Camino La Habana Vieja, principalmente el final de la Avenida del Puerto y detengo el paso ante las locomotoras antiguas, de vapor, que aún conservan los nombres de los centrales a los que pertenecieron y me pregunto cuántas personas se detienen a mirarlas, a recorrer aunque sea mentalmente parte de nuestro patrimonio agrícola cañero, o mejor dicho, azucarero.

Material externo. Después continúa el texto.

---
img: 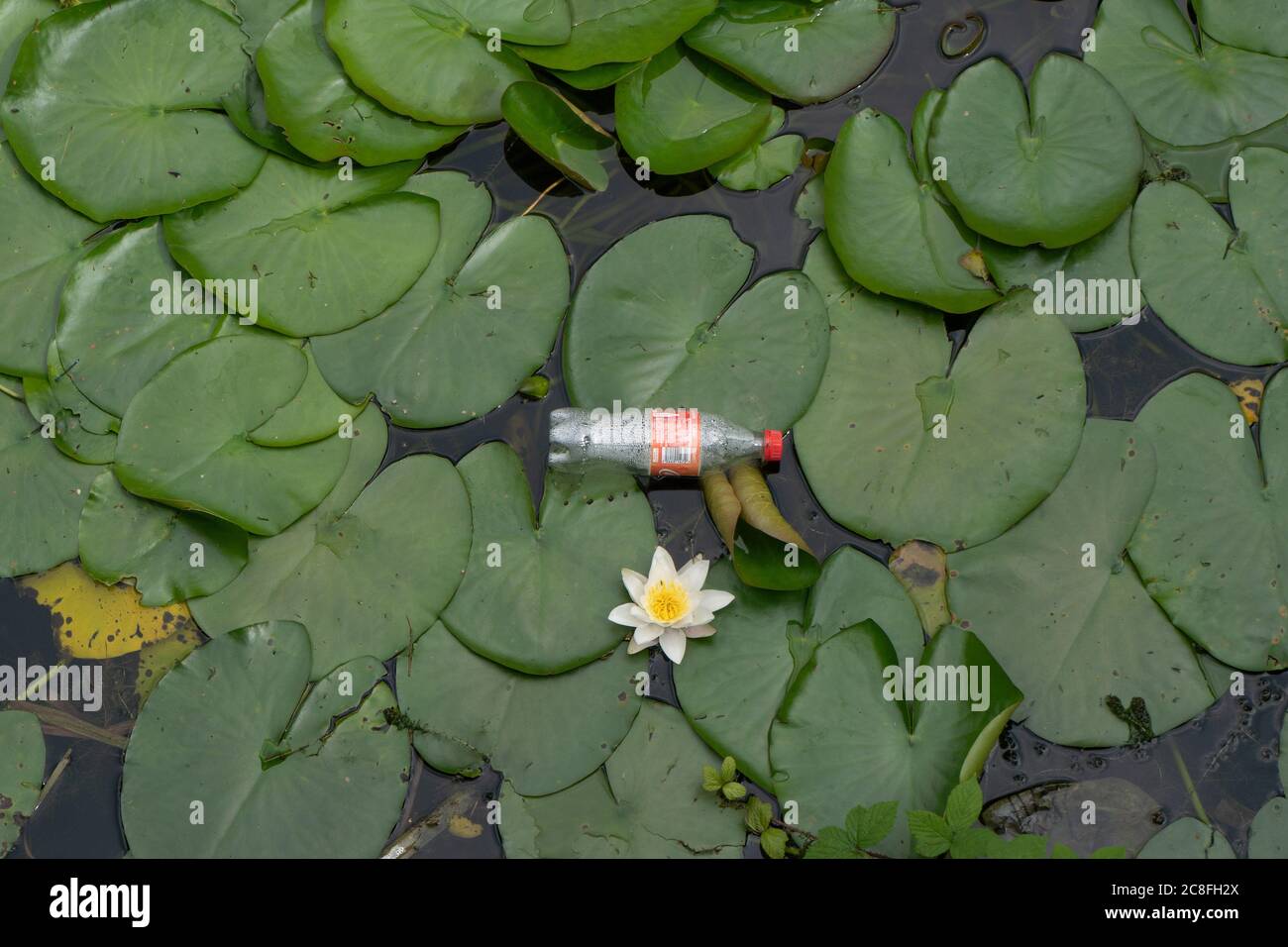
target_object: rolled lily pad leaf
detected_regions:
[443,442,656,674]
[823,103,1000,312]
[927,53,1143,248]
[115,334,351,536]
[614,46,770,174]
[0,140,100,376]
[0,710,46,858]
[769,621,1024,857]
[312,171,570,428]
[398,622,648,796]
[51,220,226,417]
[674,546,922,789]
[1130,149,1288,365]
[1136,815,1235,860]
[564,214,828,430]
[548,60,647,91]
[1086,0,1288,146]
[948,419,1215,746]
[1194,0,1288,55]
[255,0,468,164]
[121,622,411,858]
[1129,373,1288,672]
[501,82,617,191]
[326,0,532,125]
[164,155,438,336]
[795,292,1086,551]
[0,0,266,222]
[189,411,471,679]
[501,701,746,858]
[711,106,805,191]
[684,0,896,104]
[80,471,246,607]
[514,0,716,71]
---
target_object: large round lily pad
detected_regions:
[115,334,352,536]
[189,410,471,678]
[948,419,1215,746]
[0,0,266,220]
[398,622,648,796]
[796,291,1086,550]
[823,103,1000,312]
[164,155,438,336]
[0,710,46,858]
[0,393,103,579]
[614,44,770,174]
[684,0,897,103]
[443,442,656,674]
[564,214,828,429]
[501,701,746,858]
[674,546,922,789]
[1130,149,1288,365]
[927,53,1143,248]
[121,622,411,858]
[514,0,716,71]
[1086,0,1288,146]
[255,0,468,164]
[80,471,246,607]
[769,621,1024,857]
[326,0,532,125]
[1129,373,1288,670]
[312,171,570,428]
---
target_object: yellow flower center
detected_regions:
[644,581,690,621]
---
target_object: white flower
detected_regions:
[608,546,733,664]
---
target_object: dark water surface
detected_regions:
[0,0,1284,857]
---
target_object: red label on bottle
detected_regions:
[648,411,702,476]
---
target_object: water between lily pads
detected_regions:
[0,0,1284,858]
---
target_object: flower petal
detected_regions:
[662,627,690,664]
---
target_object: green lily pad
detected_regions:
[823,103,1000,312]
[948,419,1215,746]
[684,0,897,104]
[674,546,922,789]
[769,621,1024,857]
[0,386,103,579]
[501,82,617,191]
[514,0,716,71]
[795,292,1086,551]
[121,622,411,858]
[189,411,471,679]
[443,442,656,674]
[312,171,570,428]
[255,0,468,164]
[164,155,438,336]
[1130,149,1288,365]
[1086,0,1288,146]
[0,143,99,374]
[1194,0,1288,55]
[3,0,266,220]
[614,46,770,174]
[398,622,648,796]
[1129,373,1288,670]
[115,334,351,536]
[80,471,246,607]
[501,701,746,858]
[564,214,828,430]
[326,0,532,125]
[927,53,1143,248]
[711,106,805,191]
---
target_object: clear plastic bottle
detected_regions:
[550,402,783,476]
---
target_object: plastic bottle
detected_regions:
[550,402,783,476]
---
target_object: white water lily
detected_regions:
[608,546,733,664]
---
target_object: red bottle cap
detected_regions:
[764,430,783,464]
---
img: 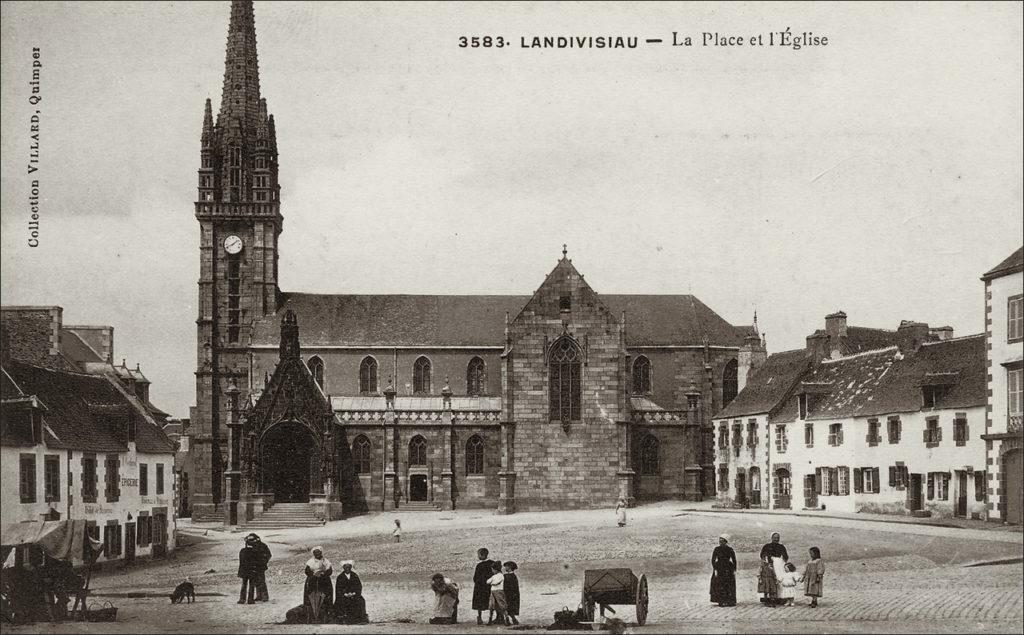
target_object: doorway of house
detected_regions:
[804,474,818,509]
[409,474,427,502]
[910,474,925,511]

Fui una niña del campo. Hija de un especialista en caña de azúcar, responsable del cultivo en un lugar llamado Cañada Seca, cuyos cañaverales pertenecían a la United Fruit Company, en el norte de la antigua provincia de Oriente. Máquinas de vapor, eléctricas las más modernas, pesas, carros de carga eran el entorno común. En casa todos sabíamos cuando echaría a andar el central Preston porque en la sala se colocaban las muestras etiquetadas de las diferentes variedades, Cristalina, POJ28-78 o Media luna, que luego irían al laboratorio para determinar el pol (azúcar) y así conocer por cuál campo comenzarían los cortes de caña. Papá trabajaba y conversaba con nosotros, tanto, que seguimos la marcha del azúcar aunque ninguno de sus hijos estudió absolutamente nada de caña, ni ingenios como le gustaba decir.

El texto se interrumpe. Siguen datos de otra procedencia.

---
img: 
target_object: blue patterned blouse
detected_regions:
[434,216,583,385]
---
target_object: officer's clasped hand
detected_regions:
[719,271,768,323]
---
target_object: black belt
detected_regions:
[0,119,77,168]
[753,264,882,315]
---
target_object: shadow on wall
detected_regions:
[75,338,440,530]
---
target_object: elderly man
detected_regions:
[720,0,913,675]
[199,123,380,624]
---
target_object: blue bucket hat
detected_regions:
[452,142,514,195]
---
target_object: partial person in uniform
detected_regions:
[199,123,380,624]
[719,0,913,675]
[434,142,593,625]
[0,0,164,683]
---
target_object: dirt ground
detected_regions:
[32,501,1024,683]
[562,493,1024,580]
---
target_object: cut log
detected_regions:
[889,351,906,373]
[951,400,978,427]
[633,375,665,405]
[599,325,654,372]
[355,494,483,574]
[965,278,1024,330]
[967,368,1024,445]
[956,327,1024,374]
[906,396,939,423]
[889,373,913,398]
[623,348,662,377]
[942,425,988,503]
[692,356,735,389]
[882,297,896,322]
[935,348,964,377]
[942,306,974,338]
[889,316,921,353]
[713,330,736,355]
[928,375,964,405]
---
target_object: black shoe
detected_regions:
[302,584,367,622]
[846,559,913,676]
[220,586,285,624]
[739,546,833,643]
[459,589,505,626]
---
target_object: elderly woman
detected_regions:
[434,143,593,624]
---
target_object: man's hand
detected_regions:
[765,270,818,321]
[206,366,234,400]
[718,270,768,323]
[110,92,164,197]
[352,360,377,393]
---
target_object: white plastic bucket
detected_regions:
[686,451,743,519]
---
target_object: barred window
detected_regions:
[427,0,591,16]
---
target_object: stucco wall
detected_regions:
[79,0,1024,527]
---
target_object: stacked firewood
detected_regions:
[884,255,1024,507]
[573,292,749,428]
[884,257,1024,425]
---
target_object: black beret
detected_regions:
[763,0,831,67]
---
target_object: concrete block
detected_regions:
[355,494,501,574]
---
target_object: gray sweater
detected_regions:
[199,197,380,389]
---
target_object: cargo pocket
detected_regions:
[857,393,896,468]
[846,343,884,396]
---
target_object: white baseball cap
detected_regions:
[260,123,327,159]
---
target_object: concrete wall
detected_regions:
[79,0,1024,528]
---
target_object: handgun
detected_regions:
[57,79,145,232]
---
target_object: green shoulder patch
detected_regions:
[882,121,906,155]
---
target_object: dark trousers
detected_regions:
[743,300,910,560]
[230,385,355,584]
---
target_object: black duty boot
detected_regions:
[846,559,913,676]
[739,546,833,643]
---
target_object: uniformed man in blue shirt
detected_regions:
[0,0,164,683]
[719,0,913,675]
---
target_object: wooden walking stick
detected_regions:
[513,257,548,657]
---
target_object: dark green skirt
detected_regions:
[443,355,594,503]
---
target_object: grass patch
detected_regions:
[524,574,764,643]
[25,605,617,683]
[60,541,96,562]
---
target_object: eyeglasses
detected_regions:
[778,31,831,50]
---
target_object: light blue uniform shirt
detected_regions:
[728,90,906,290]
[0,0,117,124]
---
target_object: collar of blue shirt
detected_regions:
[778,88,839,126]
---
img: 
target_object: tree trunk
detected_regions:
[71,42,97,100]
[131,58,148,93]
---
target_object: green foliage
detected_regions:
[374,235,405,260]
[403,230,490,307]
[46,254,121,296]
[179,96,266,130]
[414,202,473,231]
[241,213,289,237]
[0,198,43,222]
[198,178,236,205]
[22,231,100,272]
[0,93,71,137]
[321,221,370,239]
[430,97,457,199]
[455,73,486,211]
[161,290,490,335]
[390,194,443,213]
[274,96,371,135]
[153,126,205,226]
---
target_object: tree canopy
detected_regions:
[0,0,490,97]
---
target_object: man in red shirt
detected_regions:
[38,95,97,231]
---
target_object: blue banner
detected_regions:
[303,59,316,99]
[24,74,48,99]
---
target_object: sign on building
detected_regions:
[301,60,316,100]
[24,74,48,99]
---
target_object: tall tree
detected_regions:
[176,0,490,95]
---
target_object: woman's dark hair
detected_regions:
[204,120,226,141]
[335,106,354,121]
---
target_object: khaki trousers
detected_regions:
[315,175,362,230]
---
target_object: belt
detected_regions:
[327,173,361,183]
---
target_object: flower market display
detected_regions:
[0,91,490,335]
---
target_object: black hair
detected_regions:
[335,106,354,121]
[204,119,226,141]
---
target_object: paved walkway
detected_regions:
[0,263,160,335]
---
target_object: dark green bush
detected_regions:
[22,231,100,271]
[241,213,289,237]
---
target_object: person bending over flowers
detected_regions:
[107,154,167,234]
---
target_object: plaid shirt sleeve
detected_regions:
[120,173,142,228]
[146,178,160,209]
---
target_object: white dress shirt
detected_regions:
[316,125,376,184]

Aún mi hermano conserva y repasa el Manual azucarero cubano, editado en 1971, donde está registrado cada central con su dominio, una joya en la cual aparece mi padre con su investigación cañera en el Loynaz Echavarría donde se jubiló, y al que mamá, cuando anuncian la zafra, dice “ya muele el central de su papá”, y todos reímos.
Observo esas locomotoras antiguas, frente a los almacenes San José y doy las gracias a quienes conservan esas máquinas que hablan de un pasado. Si pudieran echar a andar sería un espectáculo inolvidable con su chachacha y pitazo mientras ruedan por los rieles, cuya marcha minuto a minuto se hacía más rápida y sólo quienes vivimos de cerca ese mundo de corte y traslado de la caña sabemos con los ojos cerrados, por el sonido, si el tren viene con los carros vacíos o va lleno para el central.
Tal vez usted piense en el único central que tuvo hasta hace algunos años la ciudad, el Martínez Prieto de Marianao. Pero Amistad con los pueblos, el Hershey, Héctor Molina, sólo por citar algunos también, fueron habaneros. Repasemos la historia de esa Habana que era más allá de la capital actual, cuyo territorio en 1760 disponía de 90 ingenios con una producción de casi cuatro mil toneladas, cifra irrisoria para lo que sería luego el azúcar en Cuba.
La Habana conserva debido al azúcar mansiones patrimoniales; sólo les cito una, la sede del Ministerio de Cultura en calle 4 y 11, en el Vedado, que perteneció al mayor magnate azucarero, Julio Lobos. Fui una niña del campo y nunca imaginé que en La Habana antigua encontraría parte de mi pasado. Frente a los almacenes San José siento olor a guarapo, el movimiento de las hojas de caña, pongo en los rieles las chapas de botellas para luego hacerles dos agujeritos, insertarles un hilo y jugar a ver quién es más ágil cortando cordeles.
Recuerdo los barracones de haitianos y jamaiquinos, a los macheteros cubanos que tenían en el corte el pobre sustento de los tres meses que duraba una zafra. Coloco el oído en un riel y sé si viene el tren.